Friday, July 11, 2014

Rhetorical analysis on Think Globally, Eat Locally

            My rhetorical analysis will be on “Think Globally, Eat Locally” by Jennifer Wilkins and Anna Lappe. In the article, Wilkins and Lappe rely heavily on comparative imagery in order, it seems, to try to make their audience, the American public, feel guilty about how our eating habits affect the global climate. They discuss how we waste large amounts of resources, such as food and land, in order to produce and distribute various parts of our diet that we don’t actually need. Wilkins’ and Lappe’s use of extreme comparisons, such as between shipping fresh tomatoes to New Jersey with driving an 18-wheeler to the moon over a dozen times, work to create a sense of guilt in anyone who has at least considered the fact that burning fossil fuels negatively affects Earth’s climate. If they don’t feel that, I’m sure they at least feel the pain in their wallet after realizing how much that would cost.
One assumption that Wilkins and Lappe seem to make, based on how varied the topics they discuss are, is that Americans are very diverse in what our eating habits are. By discussing such ideas as eating locally and seasonally, they manage to connect with people who, although they have access to locally grown food, tend to buy food that has instead traveled perhaps a few thousand miles just to get to them. Of course, if this were the only route the writers went in showing how we can improve, then they would be isolating those Americans who live in places where food either isn’t or can’t be grown locally to any real extent, such as Alaska. However, they (Wilkins and Lappe) manage to address all their readers by continuing with other topics that do apply to the different areas. Some example of what they talk about that can be applied to nearly all Americans are our junk food and soda habits, as well as our habit to eat more than necessary. By branching out into so many parts of how we eat, they manage to keep each reader focused on looking for ways in which they can change, even though they might exclude themselves from one or two of the given topics.

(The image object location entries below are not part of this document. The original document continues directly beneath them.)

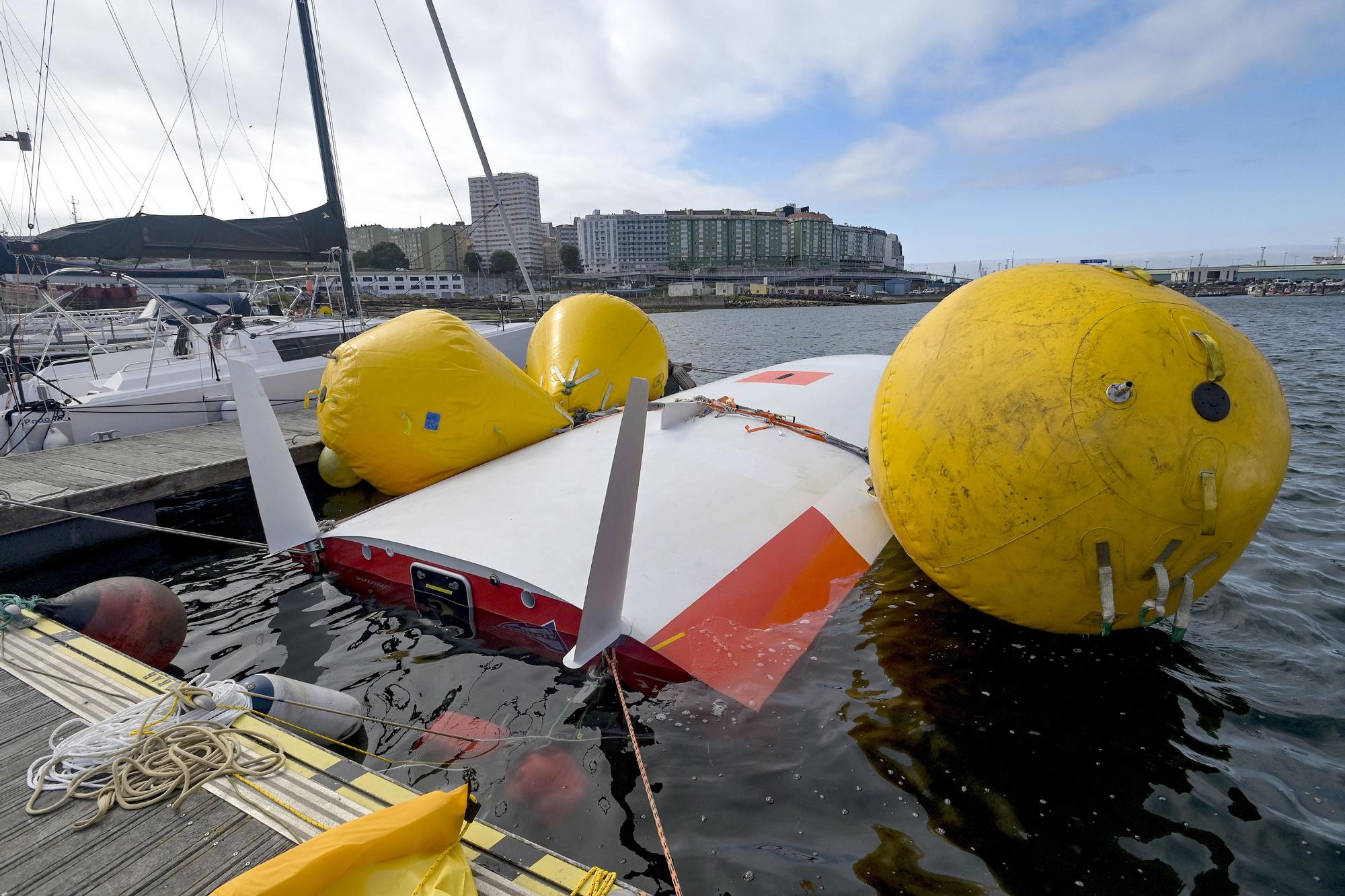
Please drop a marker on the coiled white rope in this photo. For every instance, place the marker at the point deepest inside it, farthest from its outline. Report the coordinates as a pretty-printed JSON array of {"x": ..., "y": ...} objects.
[{"x": 169, "y": 744}]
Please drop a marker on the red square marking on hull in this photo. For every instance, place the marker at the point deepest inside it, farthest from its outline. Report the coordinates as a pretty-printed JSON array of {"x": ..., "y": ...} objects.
[
  {"x": 744, "y": 634},
  {"x": 787, "y": 377}
]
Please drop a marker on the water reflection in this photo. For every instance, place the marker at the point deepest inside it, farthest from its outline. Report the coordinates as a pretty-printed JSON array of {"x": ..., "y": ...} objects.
[
  {"x": 1044, "y": 755},
  {"x": 919, "y": 745}
]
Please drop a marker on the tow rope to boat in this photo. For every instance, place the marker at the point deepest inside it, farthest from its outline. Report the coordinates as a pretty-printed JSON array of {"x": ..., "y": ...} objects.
[
  {"x": 727, "y": 405},
  {"x": 645, "y": 774}
]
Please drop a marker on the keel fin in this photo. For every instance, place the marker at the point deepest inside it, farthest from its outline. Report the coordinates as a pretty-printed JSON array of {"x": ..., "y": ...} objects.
[
  {"x": 601, "y": 622},
  {"x": 286, "y": 514}
]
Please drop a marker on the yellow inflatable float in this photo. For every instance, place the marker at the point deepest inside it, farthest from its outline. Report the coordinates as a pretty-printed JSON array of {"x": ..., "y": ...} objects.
[
  {"x": 423, "y": 397},
  {"x": 410, "y": 849},
  {"x": 336, "y": 471},
  {"x": 1077, "y": 448},
  {"x": 587, "y": 348}
]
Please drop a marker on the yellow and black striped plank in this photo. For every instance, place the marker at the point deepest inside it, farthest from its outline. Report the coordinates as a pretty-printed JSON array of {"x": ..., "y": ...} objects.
[{"x": 318, "y": 788}]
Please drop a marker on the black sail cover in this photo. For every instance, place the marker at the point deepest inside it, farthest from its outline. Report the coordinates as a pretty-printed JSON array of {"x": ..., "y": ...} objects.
[{"x": 310, "y": 236}]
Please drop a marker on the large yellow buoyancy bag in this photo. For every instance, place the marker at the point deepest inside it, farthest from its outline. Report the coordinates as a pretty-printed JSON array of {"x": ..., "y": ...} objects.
[
  {"x": 1059, "y": 444},
  {"x": 404, "y": 849},
  {"x": 423, "y": 397},
  {"x": 587, "y": 348}
]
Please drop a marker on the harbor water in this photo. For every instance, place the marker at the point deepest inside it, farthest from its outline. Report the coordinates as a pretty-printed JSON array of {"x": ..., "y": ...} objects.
[{"x": 921, "y": 745}]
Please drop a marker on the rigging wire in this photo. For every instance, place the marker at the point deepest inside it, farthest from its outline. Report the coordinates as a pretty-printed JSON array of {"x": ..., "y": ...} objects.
[
  {"x": 332, "y": 118},
  {"x": 126, "y": 42},
  {"x": 204, "y": 58},
  {"x": 275, "y": 124},
  {"x": 192, "y": 103},
  {"x": 98, "y": 142},
  {"x": 49, "y": 36},
  {"x": 232, "y": 104},
  {"x": 416, "y": 106},
  {"x": 14, "y": 106}
]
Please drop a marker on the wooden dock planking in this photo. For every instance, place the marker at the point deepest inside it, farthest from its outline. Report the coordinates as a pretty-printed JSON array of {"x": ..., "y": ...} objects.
[
  {"x": 103, "y": 477},
  {"x": 49, "y": 671},
  {"x": 190, "y": 850}
]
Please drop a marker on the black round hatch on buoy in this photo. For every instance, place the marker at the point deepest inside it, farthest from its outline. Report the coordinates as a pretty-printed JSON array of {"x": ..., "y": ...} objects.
[{"x": 1213, "y": 401}]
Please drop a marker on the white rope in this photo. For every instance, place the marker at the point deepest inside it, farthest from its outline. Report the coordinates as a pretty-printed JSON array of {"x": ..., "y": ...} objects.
[{"x": 79, "y": 745}]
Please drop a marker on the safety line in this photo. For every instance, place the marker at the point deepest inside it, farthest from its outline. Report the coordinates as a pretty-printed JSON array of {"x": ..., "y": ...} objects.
[{"x": 645, "y": 774}]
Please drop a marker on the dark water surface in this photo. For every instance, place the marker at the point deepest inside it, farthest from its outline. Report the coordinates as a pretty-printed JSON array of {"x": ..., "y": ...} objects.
[{"x": 921, "y": 745}]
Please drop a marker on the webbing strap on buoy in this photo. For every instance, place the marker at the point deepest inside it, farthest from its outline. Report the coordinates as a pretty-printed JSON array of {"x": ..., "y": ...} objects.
[
  {"x": 570, "y": 382},
  {"x": 13, "y": 607},
  {"x": 1106, "y": 587},
  {"x": 1182, "y": 620},
  {"x": 1159, "y": 603}
]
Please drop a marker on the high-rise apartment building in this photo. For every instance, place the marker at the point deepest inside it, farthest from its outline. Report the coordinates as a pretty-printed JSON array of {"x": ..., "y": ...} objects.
[
  {"x": 623, "y": 243},
  {"x": 812, "y": 241},
  {"x": 894, "y": 257},
  {"x": 726, "y": 239},
  {"x": 568, "y": 235},
  {"x": 521, "y": 201},
  {"x": 365, "y": 237},
  {"x": 859, "y": 248}
]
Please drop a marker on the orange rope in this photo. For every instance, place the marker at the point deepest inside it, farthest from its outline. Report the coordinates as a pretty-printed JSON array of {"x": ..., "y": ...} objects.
[
  {"x": 730, "y": 407},
  {"x": 645, "y": 775}
]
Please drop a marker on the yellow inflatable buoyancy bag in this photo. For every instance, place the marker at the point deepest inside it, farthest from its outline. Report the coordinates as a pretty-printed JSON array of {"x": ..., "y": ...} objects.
[
  {"x": 1077, "y": 448},
  {"x": 404, "y": 849},
  {"x": 424, "y": 397},
  {"x": 587, "y": 348}
]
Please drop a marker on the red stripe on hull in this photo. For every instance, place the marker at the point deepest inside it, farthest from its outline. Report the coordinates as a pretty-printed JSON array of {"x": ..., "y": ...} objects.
[
  {"x": 547, "y": 628},
  {"x": 744, "y": 634}
]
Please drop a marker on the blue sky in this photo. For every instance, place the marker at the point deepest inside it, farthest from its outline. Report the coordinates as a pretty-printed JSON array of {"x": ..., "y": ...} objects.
[{"x": 1130, "y": 130}]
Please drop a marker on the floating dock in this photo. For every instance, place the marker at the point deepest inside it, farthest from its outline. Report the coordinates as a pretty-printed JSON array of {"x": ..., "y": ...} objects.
[
  {"x": 52, "y": 673},
  {"x": 123, "y": 479}
]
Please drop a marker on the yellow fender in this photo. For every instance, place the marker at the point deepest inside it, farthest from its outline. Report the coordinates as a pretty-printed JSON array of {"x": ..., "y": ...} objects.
[
  {"x": 404, "y": 849},
  {"x": 1050, "y": 435},
  {"x": 587, "y": 348},
  {"x": 424, "y": 397}
]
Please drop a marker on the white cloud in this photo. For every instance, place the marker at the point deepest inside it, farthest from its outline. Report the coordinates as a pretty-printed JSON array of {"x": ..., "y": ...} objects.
[
  {"x": 1176, "y": 52},
  {"x": 878, "y": 167},
  {"x": 603, "y": 101}
]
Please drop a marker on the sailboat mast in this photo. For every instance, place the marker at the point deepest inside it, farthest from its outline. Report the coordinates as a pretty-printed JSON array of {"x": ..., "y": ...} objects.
[
  {"x": 325, "y": 147},
  {"x": 481, "y": 150}
]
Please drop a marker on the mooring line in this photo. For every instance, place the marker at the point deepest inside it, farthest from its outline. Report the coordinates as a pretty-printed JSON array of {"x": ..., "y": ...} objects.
[
  {"x": 645, "y": 774},
  {"x": 169, "y": 530}
]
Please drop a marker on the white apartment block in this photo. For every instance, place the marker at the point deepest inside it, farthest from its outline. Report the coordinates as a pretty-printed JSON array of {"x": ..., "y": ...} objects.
[
  {"x": 432, "y": 284},
  {"x": 623, "y": 243},
  {"x": 859, "y": 247},
  {"x": 894, "y": 257},
  {"x": 521, "y": 201}
]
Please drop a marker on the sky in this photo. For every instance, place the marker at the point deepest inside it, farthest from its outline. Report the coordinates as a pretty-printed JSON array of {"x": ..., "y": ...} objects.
[{"x": 978, "y": 131}]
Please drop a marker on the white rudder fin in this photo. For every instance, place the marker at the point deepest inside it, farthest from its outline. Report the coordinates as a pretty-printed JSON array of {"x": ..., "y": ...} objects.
[
  {"x": 601, "y": 622},
  {"x": 286, "y": 514}
]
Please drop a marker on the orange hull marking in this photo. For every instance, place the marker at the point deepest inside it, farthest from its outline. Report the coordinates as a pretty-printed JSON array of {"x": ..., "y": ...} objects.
[
  {"x": 787, "y": 377},
  {"x": 744, "y": 634}
]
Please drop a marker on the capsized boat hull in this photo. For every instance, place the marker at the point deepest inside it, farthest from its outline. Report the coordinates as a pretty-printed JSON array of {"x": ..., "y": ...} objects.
[{"x": 747, "y": 536}]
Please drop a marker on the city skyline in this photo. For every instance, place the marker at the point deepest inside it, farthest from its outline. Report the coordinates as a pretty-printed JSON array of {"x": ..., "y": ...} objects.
[{"x": 974, "y": 130}]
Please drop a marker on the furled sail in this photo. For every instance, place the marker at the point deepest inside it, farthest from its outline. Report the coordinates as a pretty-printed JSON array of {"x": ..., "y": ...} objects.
[{"x": 309, "y": 236}]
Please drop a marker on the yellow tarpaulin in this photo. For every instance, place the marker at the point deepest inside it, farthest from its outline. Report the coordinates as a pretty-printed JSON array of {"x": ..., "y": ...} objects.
[{"x": 410, "y": 849}]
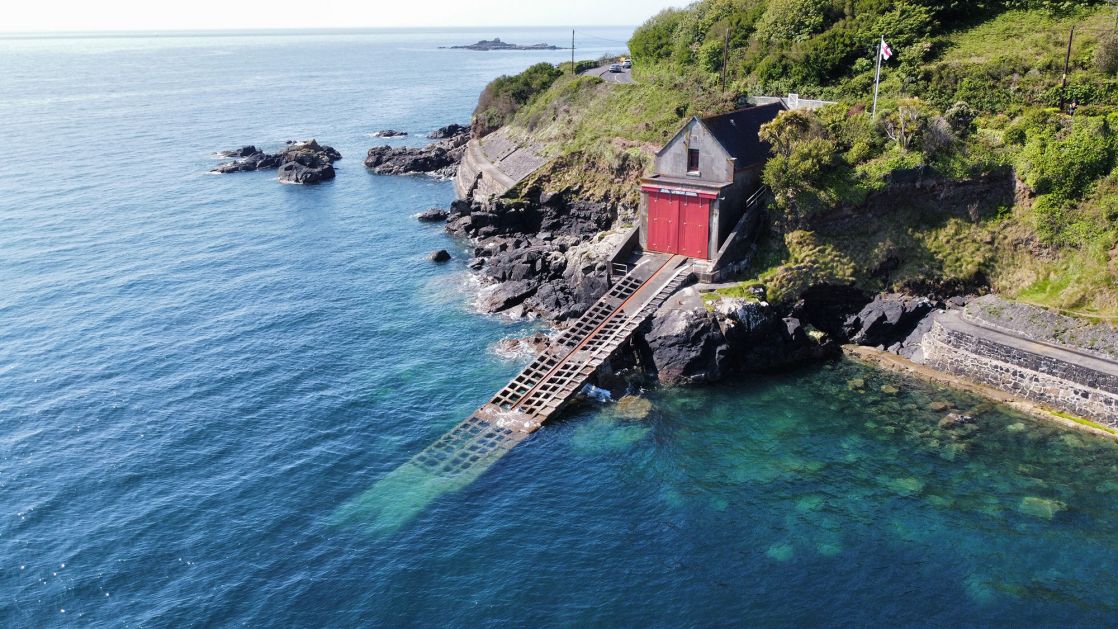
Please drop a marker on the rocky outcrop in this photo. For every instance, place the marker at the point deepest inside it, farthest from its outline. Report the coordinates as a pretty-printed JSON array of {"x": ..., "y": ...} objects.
[
  {"x": 550, "y": 250},
  {"x": 888, "y": 320},
  {"x": 448, "y": 131},
  {"x": 433, "y": 215},
  {"x": 297, "y": 162},
  {"x": 495, "y": 44},
  {"x": 439, "y": 159},
  {"x": 389, "y": 133},
  {"x": 687, "y": 346}
]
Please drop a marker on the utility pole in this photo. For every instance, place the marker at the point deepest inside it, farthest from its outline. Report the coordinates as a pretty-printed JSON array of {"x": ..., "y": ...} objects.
[
  {"x": 726, "y": 56},
  {"x": 877, "y": 78},
  {"x": 1067, "y": 64},
  {"x": 572, "y": 53}
]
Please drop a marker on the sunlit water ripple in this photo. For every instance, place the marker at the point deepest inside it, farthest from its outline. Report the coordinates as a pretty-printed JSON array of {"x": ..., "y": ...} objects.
[{"x": 198, "y": 373}]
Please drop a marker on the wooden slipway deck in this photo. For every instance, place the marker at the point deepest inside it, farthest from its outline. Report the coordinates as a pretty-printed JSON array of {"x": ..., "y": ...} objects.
[{"x": 555, "y": 377}]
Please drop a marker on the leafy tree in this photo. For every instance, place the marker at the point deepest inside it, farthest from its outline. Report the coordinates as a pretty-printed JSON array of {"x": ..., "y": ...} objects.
[
  {"x": 1106, "y": 55},
  {"x": 792, "y": 20},
  {"x": 654, "y": 39}
]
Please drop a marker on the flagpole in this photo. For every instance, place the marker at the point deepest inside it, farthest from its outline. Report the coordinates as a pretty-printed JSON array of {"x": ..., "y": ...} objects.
[{"x": 877, "y": 79}]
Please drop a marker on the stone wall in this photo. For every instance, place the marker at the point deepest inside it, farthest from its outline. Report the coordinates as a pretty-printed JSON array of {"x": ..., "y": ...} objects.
[{"x": 1057, "y": 378}]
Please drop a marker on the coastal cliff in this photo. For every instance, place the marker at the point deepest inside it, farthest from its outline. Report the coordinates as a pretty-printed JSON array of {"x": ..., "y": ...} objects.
[{"x": 873, "y": 225}]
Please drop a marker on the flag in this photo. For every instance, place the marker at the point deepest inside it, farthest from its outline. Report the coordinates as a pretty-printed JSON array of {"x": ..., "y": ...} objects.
[{"x": 887, "y": 53}]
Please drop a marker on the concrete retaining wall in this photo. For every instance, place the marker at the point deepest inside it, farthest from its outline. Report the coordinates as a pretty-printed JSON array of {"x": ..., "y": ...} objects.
[
  {"x": 1059, "y": 378},
  {"x": 492, "y": 165}
]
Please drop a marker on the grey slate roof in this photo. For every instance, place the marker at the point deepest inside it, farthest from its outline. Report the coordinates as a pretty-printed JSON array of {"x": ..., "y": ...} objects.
[{"x": 737, "y": 132}]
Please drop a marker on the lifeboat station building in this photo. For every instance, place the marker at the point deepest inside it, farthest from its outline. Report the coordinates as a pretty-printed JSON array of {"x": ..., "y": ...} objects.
[{"x": 702, "y": 180}]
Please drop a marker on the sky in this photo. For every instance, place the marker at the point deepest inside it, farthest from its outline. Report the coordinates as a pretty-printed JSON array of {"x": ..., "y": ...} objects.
[{"x": 50, "y": 16}]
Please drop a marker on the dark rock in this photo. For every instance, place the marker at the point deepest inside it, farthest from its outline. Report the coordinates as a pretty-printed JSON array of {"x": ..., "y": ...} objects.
[
  {"x": 761, "y": 340},
  {"x": 299, "y": 162},
  {"x": 434, "y": 215},
  {"x": 887, "y": 320},
  {"x": 297, "y": 172},
  {"x": 495, "y": 44},
  {"x": 439, "y": 159},
  {"x": 687, "y": 346},
  {"x": 955, "y": 420},
  {"x": 505, "y": 295},
  {"x": 243, "y": 152},
  {"x": 448, "y": 131}
]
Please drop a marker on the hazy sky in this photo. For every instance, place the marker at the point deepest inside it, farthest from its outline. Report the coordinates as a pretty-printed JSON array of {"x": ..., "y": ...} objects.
[{"x": 35, "y": 16}]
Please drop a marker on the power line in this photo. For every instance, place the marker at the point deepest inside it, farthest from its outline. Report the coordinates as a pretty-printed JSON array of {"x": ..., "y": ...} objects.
[{"x": 603, "y": 38}]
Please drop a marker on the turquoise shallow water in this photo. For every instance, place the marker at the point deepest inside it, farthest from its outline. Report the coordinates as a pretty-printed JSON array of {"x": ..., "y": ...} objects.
[{"x": 198, "y": 373}]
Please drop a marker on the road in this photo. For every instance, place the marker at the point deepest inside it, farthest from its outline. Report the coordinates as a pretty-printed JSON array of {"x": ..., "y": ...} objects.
[{"x": 624, "y": 77}]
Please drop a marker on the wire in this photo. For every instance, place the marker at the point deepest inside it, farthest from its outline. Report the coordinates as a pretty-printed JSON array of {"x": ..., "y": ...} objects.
[{"x": 602, "y": 38}]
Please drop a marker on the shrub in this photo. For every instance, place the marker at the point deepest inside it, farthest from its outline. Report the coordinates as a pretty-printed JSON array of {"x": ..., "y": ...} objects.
[
  {"x": 504, "y": 95},
  {"x": 1106, "y": 54},
  {"x": 1066, "y": 165},
  {"x": 653, "y": 40},
  {"x": 960, "y": 116},
  {"x": 792, "y": 20}
]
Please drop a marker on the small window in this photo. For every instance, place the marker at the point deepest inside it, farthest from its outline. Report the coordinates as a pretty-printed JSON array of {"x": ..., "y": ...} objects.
[{"x": 692, "y": 160}]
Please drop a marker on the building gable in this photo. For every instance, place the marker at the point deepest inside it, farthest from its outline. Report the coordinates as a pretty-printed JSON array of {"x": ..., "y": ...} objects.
[{"x": 714, "y": 164}]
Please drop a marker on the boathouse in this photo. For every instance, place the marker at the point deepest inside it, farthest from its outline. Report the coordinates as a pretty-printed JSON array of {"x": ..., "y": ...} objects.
[{"x": 703, "y": 177}]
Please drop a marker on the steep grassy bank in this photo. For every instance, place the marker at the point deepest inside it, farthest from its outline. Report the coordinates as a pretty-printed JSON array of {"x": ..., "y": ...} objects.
[{"x": 967, "y": 178}]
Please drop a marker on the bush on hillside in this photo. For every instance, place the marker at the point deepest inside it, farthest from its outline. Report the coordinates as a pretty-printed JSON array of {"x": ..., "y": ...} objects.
[
  {"x": 504, "y": 95},
  {"x": 792, "y": 20},
  {"x": 653, "y": 40}
]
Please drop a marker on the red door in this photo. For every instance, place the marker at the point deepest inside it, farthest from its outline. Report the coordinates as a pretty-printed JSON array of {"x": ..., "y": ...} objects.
[
  {"x": 679, "y": 224},
  {"x": 663, "y": 222},
  {"x": 694, "y": 227}
]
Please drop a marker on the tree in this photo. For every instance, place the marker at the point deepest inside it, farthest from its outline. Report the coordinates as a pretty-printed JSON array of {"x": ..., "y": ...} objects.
[
  {"x": 906, "y": 124},
  {"x": 790, "y": 129}
]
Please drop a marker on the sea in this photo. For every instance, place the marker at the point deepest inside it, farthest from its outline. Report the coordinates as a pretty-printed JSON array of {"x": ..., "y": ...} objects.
[{"x": 198, "y": 373}]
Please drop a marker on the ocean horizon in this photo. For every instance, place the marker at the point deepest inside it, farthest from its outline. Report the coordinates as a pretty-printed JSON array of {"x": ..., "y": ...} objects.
[{"x": 206, "y": 380}]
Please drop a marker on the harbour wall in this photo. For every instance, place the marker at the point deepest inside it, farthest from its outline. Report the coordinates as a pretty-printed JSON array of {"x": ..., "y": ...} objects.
[{"x": 1062, "y": 378}]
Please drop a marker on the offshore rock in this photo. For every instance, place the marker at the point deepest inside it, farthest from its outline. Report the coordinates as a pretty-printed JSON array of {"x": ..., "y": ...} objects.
[
  {"x": 238, "y": 153},
  {"x": 888, "y": 320},
  {"x": 503, "y": 296},
  {"x": 448, "y": 131},
  {"x": 389, "y": 133},
  {"x": 434, "y": 215},
  {"x": 439, "y": 159}
]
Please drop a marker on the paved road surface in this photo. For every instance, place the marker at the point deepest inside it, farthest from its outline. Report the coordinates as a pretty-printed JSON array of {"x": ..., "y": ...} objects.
[{"x": 624, "y": 76}]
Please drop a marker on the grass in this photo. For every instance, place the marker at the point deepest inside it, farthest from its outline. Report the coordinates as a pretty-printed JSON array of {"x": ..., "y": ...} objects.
[{"x": 1036, "y": 37}]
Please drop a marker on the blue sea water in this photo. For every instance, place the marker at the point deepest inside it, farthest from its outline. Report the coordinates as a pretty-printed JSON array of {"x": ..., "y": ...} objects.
[{"x": 197, "y": 372}]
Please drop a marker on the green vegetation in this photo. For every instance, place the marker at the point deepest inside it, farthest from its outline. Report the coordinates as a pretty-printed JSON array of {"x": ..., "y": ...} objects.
[{"x": 968, "y": 177}]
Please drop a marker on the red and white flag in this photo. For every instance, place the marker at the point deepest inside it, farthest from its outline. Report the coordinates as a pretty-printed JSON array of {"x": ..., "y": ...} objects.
[{"x": 887, "y": 53}]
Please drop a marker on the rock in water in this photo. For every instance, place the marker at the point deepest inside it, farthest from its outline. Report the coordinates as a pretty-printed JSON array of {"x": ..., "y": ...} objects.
[
  {"x": 632, "y": 407},
  {"x": 448, "y": 131},
  {"x": 238, "y": 153},
  {"x": 299, "y": 162},
  {"x": 434, "y": 215}
]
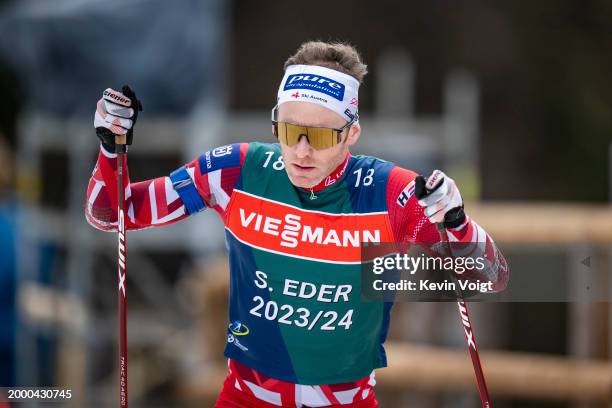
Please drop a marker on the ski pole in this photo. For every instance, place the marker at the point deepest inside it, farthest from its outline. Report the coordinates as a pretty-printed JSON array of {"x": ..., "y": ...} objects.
[
  {"x": 120, "y": 144},
  {"x": 463, "y": 311}
]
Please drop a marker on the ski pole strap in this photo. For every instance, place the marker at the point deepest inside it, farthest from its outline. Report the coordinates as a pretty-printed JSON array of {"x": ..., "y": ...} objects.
[{"x": 183, "y": 185}]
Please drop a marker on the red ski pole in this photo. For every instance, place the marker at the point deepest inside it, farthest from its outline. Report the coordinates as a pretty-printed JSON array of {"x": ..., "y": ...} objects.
[
  {"x": 423, "y": 190},
  {"x": 120, "y": 143},
  {"x": 468, "y": 330}
]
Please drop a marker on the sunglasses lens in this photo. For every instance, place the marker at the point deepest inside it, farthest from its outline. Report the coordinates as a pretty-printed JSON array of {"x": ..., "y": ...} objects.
[{"x": 318, "y": 138}]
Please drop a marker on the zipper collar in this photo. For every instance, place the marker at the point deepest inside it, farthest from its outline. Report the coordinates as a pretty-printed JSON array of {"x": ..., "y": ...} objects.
[{"x": 331, "y": 179}]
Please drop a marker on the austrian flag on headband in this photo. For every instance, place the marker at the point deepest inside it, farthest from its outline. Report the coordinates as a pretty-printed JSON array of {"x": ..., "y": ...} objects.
[{"x": 323, "y": 86}]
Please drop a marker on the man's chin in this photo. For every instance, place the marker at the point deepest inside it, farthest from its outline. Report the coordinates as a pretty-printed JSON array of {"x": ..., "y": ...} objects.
[{"x": 303, "y": 182}]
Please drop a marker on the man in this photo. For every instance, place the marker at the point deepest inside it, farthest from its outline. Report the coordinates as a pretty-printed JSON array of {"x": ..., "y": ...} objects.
[{"x": 295, "y": 214}]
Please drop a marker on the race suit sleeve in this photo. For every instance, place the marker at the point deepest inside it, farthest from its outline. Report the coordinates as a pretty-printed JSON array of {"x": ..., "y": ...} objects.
[
  {"x": 206, "y": 181},
  {"x": 410, "y": 225}
]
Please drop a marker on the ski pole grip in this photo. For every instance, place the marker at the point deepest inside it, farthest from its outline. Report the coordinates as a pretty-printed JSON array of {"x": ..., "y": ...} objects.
[
  {"x": 120, "y": 139},
  {"x": 424, "y": 187}
]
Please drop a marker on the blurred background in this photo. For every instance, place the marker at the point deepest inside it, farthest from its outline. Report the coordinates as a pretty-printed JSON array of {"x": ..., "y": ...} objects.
[{"x": 512, "y": 99}]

To conclude, Wilkins and Lappe successfully manage to connect with an impressively wide range of American readers by accounting for so many different eating styles and habits, and having connected with their readers, they proceed to pull hard at their hearts with strong imagery of the waste we go through just to keep those habits. They don’t leave much room for people to excuse themselves from finding at least one way they can eat cleaner.